John Major argued against Brexit in Derry as he feared the north would be ‘stranded’
The former British Prime Minister referred to a visit to Magee College with his British Labour Party successor in the run up to the United Kingdom-wide referendum to leave the European Union in June 2016.
At a briefing of the Joint Committee on the Implementation of the Good Friday Agreement, the Conservative Party grandee was asked by Alliance MP Stephen Farry about the visit six-and-a-half years ago.
“You and Tony Blair famously came to Derry-Londonderry in the run-up to the Brexit referendum and expressed concerns about the potential implications of the vote on a society such as Northern Ireland, which really works through sharing and interdependence.
"Was he disappointed at that time that his successors did not pay enough attention to the implications of Brexit for the complexities of Northern Ireland?
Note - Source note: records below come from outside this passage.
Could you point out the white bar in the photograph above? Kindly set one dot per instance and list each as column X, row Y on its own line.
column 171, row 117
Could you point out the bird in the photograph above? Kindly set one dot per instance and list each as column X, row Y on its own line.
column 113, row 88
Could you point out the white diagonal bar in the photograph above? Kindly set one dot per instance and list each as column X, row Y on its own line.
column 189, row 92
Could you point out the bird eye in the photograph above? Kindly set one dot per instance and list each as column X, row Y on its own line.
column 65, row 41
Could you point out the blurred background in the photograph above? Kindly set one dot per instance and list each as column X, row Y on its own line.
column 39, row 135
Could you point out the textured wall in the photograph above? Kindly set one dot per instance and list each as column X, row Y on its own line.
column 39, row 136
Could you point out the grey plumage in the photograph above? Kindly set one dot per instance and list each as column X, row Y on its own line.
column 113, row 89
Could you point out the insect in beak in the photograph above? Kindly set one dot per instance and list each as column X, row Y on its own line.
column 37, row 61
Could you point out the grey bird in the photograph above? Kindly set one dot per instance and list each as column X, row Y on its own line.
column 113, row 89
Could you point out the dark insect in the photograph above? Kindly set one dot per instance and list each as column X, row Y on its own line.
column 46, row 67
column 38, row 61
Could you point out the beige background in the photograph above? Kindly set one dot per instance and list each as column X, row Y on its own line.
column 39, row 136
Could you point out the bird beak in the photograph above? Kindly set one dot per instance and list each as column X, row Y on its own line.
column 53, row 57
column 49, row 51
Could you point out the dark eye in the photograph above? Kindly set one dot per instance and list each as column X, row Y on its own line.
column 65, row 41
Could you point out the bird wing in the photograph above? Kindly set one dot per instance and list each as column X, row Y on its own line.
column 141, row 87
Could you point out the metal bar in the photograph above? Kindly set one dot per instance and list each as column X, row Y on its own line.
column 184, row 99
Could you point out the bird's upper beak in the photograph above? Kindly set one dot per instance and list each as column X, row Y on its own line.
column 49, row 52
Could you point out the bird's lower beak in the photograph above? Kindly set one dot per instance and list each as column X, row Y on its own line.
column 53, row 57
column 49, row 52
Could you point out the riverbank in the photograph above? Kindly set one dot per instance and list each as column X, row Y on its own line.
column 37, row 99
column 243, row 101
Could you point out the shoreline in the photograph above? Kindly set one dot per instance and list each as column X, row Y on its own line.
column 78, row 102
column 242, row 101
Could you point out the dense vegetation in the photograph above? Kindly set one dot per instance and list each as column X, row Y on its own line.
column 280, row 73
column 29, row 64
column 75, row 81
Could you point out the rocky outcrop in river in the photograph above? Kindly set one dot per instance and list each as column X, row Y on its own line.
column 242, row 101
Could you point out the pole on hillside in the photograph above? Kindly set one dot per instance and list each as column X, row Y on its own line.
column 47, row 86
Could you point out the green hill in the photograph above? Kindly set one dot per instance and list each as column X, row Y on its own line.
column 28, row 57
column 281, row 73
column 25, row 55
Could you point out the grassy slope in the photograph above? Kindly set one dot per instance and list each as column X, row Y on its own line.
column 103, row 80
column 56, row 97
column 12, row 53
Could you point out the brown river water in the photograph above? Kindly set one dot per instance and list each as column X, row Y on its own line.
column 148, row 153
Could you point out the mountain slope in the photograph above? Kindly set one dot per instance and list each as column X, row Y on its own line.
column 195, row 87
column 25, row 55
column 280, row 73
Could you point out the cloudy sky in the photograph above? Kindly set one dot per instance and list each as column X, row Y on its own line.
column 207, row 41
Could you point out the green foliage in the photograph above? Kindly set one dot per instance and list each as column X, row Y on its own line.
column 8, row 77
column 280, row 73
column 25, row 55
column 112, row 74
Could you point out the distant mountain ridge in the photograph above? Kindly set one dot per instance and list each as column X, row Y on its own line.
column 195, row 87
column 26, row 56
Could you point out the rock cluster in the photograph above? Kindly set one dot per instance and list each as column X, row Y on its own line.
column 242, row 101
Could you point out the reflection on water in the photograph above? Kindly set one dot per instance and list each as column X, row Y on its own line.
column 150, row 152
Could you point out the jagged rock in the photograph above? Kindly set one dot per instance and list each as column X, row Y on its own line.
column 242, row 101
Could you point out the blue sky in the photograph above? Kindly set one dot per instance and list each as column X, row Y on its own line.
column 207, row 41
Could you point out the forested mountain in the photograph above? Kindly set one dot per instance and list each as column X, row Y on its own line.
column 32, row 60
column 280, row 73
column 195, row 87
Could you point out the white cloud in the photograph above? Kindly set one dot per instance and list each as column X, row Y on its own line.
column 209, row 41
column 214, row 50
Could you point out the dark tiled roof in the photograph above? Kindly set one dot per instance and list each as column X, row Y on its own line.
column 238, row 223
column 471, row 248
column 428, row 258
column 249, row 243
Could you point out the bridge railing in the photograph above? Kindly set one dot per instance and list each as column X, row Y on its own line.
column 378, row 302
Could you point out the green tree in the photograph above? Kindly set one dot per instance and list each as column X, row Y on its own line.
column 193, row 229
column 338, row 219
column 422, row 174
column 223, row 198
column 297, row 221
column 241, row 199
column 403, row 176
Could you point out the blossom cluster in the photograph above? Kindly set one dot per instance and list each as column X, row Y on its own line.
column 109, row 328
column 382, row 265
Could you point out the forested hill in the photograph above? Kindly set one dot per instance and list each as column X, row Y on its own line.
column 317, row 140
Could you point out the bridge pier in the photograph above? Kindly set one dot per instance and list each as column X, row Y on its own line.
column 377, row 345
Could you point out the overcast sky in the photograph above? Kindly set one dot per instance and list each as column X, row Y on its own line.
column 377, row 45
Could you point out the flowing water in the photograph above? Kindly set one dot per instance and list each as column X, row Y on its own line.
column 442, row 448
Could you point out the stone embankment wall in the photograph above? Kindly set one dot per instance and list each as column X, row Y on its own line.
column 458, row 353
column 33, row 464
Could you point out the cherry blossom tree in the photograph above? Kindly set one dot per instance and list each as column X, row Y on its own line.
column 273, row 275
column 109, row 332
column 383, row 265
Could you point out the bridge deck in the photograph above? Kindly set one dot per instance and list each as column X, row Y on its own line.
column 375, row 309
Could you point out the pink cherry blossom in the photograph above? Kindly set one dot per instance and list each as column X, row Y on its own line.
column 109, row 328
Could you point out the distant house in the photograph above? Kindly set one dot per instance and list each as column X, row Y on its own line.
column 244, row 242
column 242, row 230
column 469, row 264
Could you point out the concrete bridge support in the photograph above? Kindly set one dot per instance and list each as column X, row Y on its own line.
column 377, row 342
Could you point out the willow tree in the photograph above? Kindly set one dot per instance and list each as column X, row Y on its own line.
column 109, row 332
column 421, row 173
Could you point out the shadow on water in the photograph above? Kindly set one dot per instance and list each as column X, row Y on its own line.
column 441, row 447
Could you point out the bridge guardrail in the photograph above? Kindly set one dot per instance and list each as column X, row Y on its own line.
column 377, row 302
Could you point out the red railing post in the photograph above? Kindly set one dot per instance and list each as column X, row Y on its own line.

Are there lessons to be learned from that?” asked Mr. Farry.
Mr. Major told the committee that he had been concerned about the implications of Brexit for the border in Ireland.
“When Tony Blair and I went to Derry in, I think, 2016, we were concerned about what leaving the European Union would do to life in Northern Ireland, because it would be stranded.
"Northern Ireland would suddenly become the border with the European Union, with a lot of North-South trading and suddenly a trading border right down the middle.
"I was aware that the original Troubles way back in the 1960s actually began at a customs border [sic], if Dr. Farry recalls. Therefore, I was immensely sensitive from the point of view of Northern Ireland about what leaving the European Union would do in changing the relationship.
"Dr. Farry may regard it as slightly surprising that Mr. Blair and I should go on this and say the same things at the same meeting, but it is not really surprising. As Dr. Farry knows well as a politician, the public divisions between political parties are often a good deal less when talking privately,” he said.